Moet de huurachterstand worden betaald?
3.25
Hiervoor is vastgesteld dat [geïntimeerde] een huurachterstand heeft (3.18). Omdat het bedrag van de huurachterstand per 28 september 2021 (de datum van dagvaarding voor de procedure bij de kantonrechter) van € 2.332,64 eerder niet is betwist kan de vordering van [appellante] worden toegewezen. Hetzelfde geldt voor de wettelijke rente daarover.
Conclusie
3.26
Het hoger beroep slaagt voor een deel. Omdat [geïntimeerde] in het ongelijk zal worden gesteld, zal het hof haar tot betaling van de buitengerechtelijke kosten en de proceskosten in hoger beroep veroordelen. Een proceskostenveroordeling en de wettelijke rente daarover omvat ook een veroordeling tot betaling van de nakosten en de wettelijke rente daarover. Hier kan nog een bedrag bijkomen voor de betekening van de uitspraak.

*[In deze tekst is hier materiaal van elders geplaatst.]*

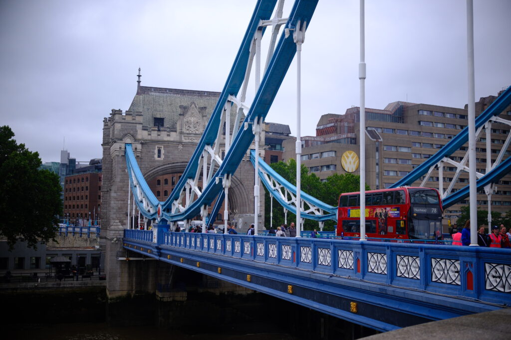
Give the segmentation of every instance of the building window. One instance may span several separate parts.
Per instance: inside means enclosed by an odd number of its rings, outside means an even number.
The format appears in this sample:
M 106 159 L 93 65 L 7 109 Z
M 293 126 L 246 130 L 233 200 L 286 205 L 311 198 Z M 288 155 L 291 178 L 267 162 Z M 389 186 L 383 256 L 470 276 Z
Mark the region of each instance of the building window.
M 41 268 L 40 257 L 30 257 L 30 269 L 39 269 Z
M 9 257 L 0 257 L 0 270 L 9 269 Z
M 25 258 L 14 257 L 14 269 L 25 269 Z
M 336 168 L 335 164 L 330 164 L 329 165 L 323 165 L 321 166 L 321 171 L 330 171 L 332 170 L 335 170 Z
M 164 120 L 165 118 L 160 118 L 155 117 L 153 119 L 154 126 L 157 127 L 158 130 L 159 130 L 160 128 L 163 127 Z
M 326 151 L 324 152 L 321 153 L 321 158 L 324 158 L 325 157 L 335 157 L 335 151 Z

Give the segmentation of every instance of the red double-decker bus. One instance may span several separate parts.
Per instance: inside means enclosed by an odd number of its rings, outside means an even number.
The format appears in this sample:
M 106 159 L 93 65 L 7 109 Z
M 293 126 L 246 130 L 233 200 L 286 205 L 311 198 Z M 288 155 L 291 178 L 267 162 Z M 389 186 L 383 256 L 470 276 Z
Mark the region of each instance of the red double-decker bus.
M 360 235 L 360 193 L 339 198 L 337 236 Z M 365 193 L 367 237 L 435 240 L 442 234 L 442 200 L 438 190 L 402 187 Z

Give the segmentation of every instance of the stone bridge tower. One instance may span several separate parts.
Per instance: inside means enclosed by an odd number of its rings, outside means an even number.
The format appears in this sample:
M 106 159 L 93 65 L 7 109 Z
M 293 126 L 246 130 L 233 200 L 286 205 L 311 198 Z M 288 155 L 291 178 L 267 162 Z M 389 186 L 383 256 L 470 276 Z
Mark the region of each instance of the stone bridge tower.
M 137 291 L 154 292 L 153 272 L 158 262 L 118 259 L 124 256 L 122 239 L 123 230 L 128 227 L 129 182 L 124 144 L 132 144 L 146 181 L 167 173 L 182 173 L 220 94 L 141 86 L 140 76 L 139 69 L 136 94 L 129 110 L 112 110 L 103 121 L 101 236 L 106 239 L 104 263 L 111 298 Z M 260 145 L 264 146 L 262 135 Z M 260 149 L 264 152 L 264 148 Z M 236 222 L 242 232 L 253 221 L 253 172 L 247 151 L 233 176 L 229 191 L 229 220 Z M 263 186 L 260 188 L 259 221 L 262 221 L 264 195 Z

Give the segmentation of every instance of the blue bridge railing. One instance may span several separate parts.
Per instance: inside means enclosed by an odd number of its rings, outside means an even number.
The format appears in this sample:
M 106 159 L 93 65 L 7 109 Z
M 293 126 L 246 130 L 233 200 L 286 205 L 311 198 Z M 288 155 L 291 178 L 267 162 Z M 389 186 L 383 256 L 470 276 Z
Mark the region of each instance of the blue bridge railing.
M 152 231 L 125 230 L 124 242 Z M 295 267 L 451 296 L 511 303 L 508 249 L 347 240 L 163 232 L 155 246 Z M 404 241 L 404 240 L 403 240 Z

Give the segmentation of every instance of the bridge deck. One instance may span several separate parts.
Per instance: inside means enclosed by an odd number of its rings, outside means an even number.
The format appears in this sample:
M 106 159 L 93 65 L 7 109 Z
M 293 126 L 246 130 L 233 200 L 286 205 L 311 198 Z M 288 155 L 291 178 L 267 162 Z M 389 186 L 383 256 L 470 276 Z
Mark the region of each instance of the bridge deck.
M 511 302 L 504 249 L 126 230 L 124 247 L 381 331 Z

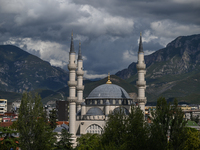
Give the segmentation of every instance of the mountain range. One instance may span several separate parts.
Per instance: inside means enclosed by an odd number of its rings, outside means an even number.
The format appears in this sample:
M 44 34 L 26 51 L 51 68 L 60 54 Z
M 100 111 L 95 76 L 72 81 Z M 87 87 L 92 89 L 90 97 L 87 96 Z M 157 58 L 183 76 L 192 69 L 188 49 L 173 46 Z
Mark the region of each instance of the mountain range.
M 145 47 L 144 47 L 145 49 Z M 200 100 L 200 35 L 180 36 L 163 49 L 145 56 L 146 97 L 155 102 L 160 96 L 167 99 L 199 103 Z M 14 101 L 23 91 L 41 95 L 43 103 L 66 100 L 67 71 L 12 45 L 0 45 L 0 98 Z M 84 80 L 84 98 L 92 89 L 106 83 Z M 111 76 L 114 84 L 136 96 L 136 62 Z
M 176 38 L 165 48 L 145 56 L 145 63 L 148 101 L 163 96 L 200 102 L 200 34 Z M 136 62 L 116 75 L 135 85 Z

In dit arrest hoeft hierover geen aparte beslissing te worden genomen. [9]
3.27
De veroordelingen in deze uitspraak kunnen ook ten uitvoer worden gelegd als een van partijen de beslissing van het hof voorlegt aan de Hoge Raad (uitvoerbaarheid bij voorraad).

4.De beslissing

Het hof:
4.1
vernietigt het vonnis in conventie van de rechtbank Gelderland, zittingsplaats Zutphen van 23 maart 2022 en opnieuw rechtdoende;
4.2
veroordeelt [geïntimeerde] om tegen behoorlijk bewijs van kwijting aan [appellante] te betalen de huurachterstand tot en met 28 september 2021 groot € 2.332,64, te vermeerderen met de wettelijke rente ex artikel 6:119 lid 1 BW, vanaf de respectieve vervaldata van de achterstallige huurindexatiebedragen tot aan de dag der algehele voldoening;
4.3
veroordeelt [geïntimeerde] om tegen behoorlijk bewijs van kwijting aan [appellante] te betalen een bedrag van € 349,90 aan buitengerechtelijke kosten te vermeerderen met de wettelijke rente vanaf de dag van dagvaarding tot aan de dag der algehele voldoening;
4.4
veroordeelt [geïntimeerde] tot betaling van de volgende proceskosten van [appellante] in hoger beroep:
€ 343 aan griffierecht
€ 1.183 aan salaris van de advocaat van [appellante] (1 procespunt x appeltarief II);
4.5
bepaalt dat al deze kosten moeten worden betaald binnen 14 dagen na vandaag. Als niet op tijd wordt betaald, dan worden die kosten verhoogd met de wettelijke rente;
4.6
verklaart de veroordelingen uitvoerbaar bij voorraad;
4.7
wijst af wat verder is gevorderd.
Dit arrest is gewezen door mrs. G.A. Diebels, Th.C.M. Willemse en F.J. de Vries, en is door de rolraadsheer in tegenwoordigheid van de griffier in het openbaar uitgesproken op 7 februari 2023.

Voetnoten

1.Raad van State 7 april 2021, ECLI:NL:RVS:2021:724.
2.Artikel 6:265 lid 1 en artikel 7:272 lid 2 BW.
3.Het krachtens artikel 3 lid 2 van de Uitvoeringswet huurprijzen woonruimte vastgesteld bedrag.
4.HR 10 augustus 2012, ECLI:NL:HR:2012:BW6737.
5.Artikel 130 lid 3 Rv en HR 6 oktober 2000, ECLI:NL:HR:2000:AA7361.
6.Wet van 9 april 2021 tot wijziging van Boek 7 van het Burgerlijk Wetboek en de Uitvoeringswet huurprijzen woonruimte, Stb. 2021, 194, 213.
7.Artikel 7:274 lid 1 aanhef en onder d BW jo. artikel 208ea lid 2 Overgangswet nieuw Burgerlijk Wetboek.
8.Artikel 7:247 jo. 7:248 lid 3 BW.
9.HR 10 juni 2022, ECLI:NL:HR:2022:853.